= Bebionic =

Prosthetic hand

Bebionic is a commercial prosthetic hand designed to enable amputees to perform everyday activities, such as eating, drinking, writing, typing, turning a key in a lock and picking up small objects. The first version of the Bebionic hand was launched at the World Congress and Orthopädie & Reha-Technik, Trade Show, Leipzig, Germany, in May 2010. Designed in the United Kingdom, the Bebionic hand is manufactured by RSL Steeper and is available worldwide. Since February 2, 2017, Bebionic is owned by Ottobock.

== Technical specification ==
Dimensions

The Bebionic hand is available in either a large or a medium size. The following table shows the dimensions of the two different prostheses.

| Part of the hand | Large | Medium |
|---|---|---|
| Middle finger tip to hand base | 200 mm | 190 mm |
| Thumb tip to hand base | 125 mm | 121 mm |
| Diameter of chassis at wrist | 50 mm | 50 mm |
| Weight | 572 - 598 g | 565 - 591 g |

Grips

The Bebionic hand offers fourteen different gripping options, of which the user can select a total of eight options, allowing the user to perform a relatively wide variety of tasks.

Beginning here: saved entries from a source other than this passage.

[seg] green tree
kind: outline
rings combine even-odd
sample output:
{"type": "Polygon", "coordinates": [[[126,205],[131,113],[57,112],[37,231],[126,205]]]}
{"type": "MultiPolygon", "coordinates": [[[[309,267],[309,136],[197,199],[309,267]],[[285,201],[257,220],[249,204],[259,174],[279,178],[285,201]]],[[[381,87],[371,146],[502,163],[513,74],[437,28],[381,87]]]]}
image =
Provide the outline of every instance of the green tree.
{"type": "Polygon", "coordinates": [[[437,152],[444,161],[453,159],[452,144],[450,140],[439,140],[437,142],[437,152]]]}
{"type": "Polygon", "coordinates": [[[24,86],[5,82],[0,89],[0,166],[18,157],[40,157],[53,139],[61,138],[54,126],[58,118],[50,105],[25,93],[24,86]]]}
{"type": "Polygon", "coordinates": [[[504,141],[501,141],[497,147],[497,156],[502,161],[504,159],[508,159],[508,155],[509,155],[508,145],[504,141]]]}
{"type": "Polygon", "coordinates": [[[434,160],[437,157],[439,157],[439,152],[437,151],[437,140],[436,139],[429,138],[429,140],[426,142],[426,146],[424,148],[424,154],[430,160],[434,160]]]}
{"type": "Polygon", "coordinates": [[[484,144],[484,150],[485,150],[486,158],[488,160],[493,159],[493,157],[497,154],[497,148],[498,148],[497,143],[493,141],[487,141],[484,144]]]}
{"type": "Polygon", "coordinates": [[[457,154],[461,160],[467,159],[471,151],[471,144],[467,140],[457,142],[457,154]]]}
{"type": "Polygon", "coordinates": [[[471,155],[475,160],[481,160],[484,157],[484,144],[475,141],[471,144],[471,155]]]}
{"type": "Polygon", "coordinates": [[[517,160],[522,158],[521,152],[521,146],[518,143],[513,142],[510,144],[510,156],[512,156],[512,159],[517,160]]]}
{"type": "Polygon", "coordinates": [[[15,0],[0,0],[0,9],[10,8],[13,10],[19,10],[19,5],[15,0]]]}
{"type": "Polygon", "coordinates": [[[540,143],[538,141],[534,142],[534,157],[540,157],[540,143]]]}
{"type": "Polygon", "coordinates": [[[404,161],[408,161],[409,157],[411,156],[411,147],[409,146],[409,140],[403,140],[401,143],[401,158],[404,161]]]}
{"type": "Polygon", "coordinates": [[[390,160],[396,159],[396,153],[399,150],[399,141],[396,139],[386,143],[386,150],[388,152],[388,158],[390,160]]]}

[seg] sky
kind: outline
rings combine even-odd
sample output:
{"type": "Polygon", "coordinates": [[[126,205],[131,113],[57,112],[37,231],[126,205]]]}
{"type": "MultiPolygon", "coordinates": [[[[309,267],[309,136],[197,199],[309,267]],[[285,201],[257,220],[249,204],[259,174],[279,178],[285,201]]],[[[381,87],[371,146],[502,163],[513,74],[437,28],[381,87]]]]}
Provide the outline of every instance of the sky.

This number of grips can be achieved because the thumb can take two different positions according to the user's needs: the lateral position and the opposition position. In the lateral position, the thumb is parallel to the fingers of the hand, allowing holds such as pointing the finger. In the opposition position, the thumb is opposite to the palm, allowing for grips that can grasp, pinch or hold objects.

On the back of the hand, there is a button that will allow the holder of the prosthesis to choose the grip. In fact, this button offers the possibility to choose between two programs, the primary and the secondary. Each of these programs allows two different types of sockets. To switch from one to the other, the user must apply an OPEN OPEN signal, i.e. they must send another OPEN signal after fully opening the hand.

In total with the two different thumb positions, we get to 2 × 2 × 2 = 8 different grips, each with a specific name:

- Tripod: This is possible when the thumb is in the opposition position. We then have the index and middle fingers in contact with the thumb. For the other two remaining fingers, they continue to close until they reach the palm of the hand and therefore feel a resistance. It is therefore a fairly common grip since it allows its user to hold a variety of everyday objects such as a fork or a pen.

- Pinch: This also happens when the thumb is in the opposition position, but it is necessary for the thumb to be manually repositioned by a technician so that only the index finger meets the thumb when the hand is closed. Indeed, the thumb is equipped with an adjustment device that allows it to be repositioned according to the desired grips. The pivot is actually equipped with a screw that once slightly unscrewed allows a small movement of the thumb. Smaller objects, such as a coin, can then be handled.

== Bebionic 2.0 ==

In September 2011, the Bebionic second-generation prosthetic hand saw improvements to speed, accuracy, grip and durability, later becoming available in different size options making this prosthetic available to a broader range of patients. Since its initial upgrade, patients fitted with the Bebionic 2.0 have seen many improvements in the form of high-capacity 2200mAh split cell internal batteries for increased usage time, gains in natural range of motion, increased accuracy in touch sensitivity sensors, and numerous software upgrades, all of which have played a major role in providing a higher quality of life for those that benefit from this technology.

== Patients ==

In 2008, Jonathan Metz from West Hartford, Connecticut got his arm wedged in his basement furnace. Trapped in his own basement for three days, he had no alternative to self-amputating his arm. Since receiving a Bebionic prosthetic hand in 2010, his life has dramatically improved.

In 2012, Kingston upon Hull resident Mike Swainger was the first person to receive a bionic hand on the NHS.

In 2015, Nicky Ashwell, a 26-year-old London-based woman who was born without a right hand, received Bebionic's prosthetic hand.

In 2017, Margarita Gracheva from Serpukhov had her hands cut off by her husband. After six months of rehabilitation, dozens of concerned viewers of Andrey Malakhov's live program on the Russia 1 TV channel helped raise money for a Bebionic prosthetic hand.

== Pop culture ==

In the world of science fiction, the Bebionic hand has been compared to the artificial hands of fictional characters such as The Terminator and Luke Skywalker from Star Wars.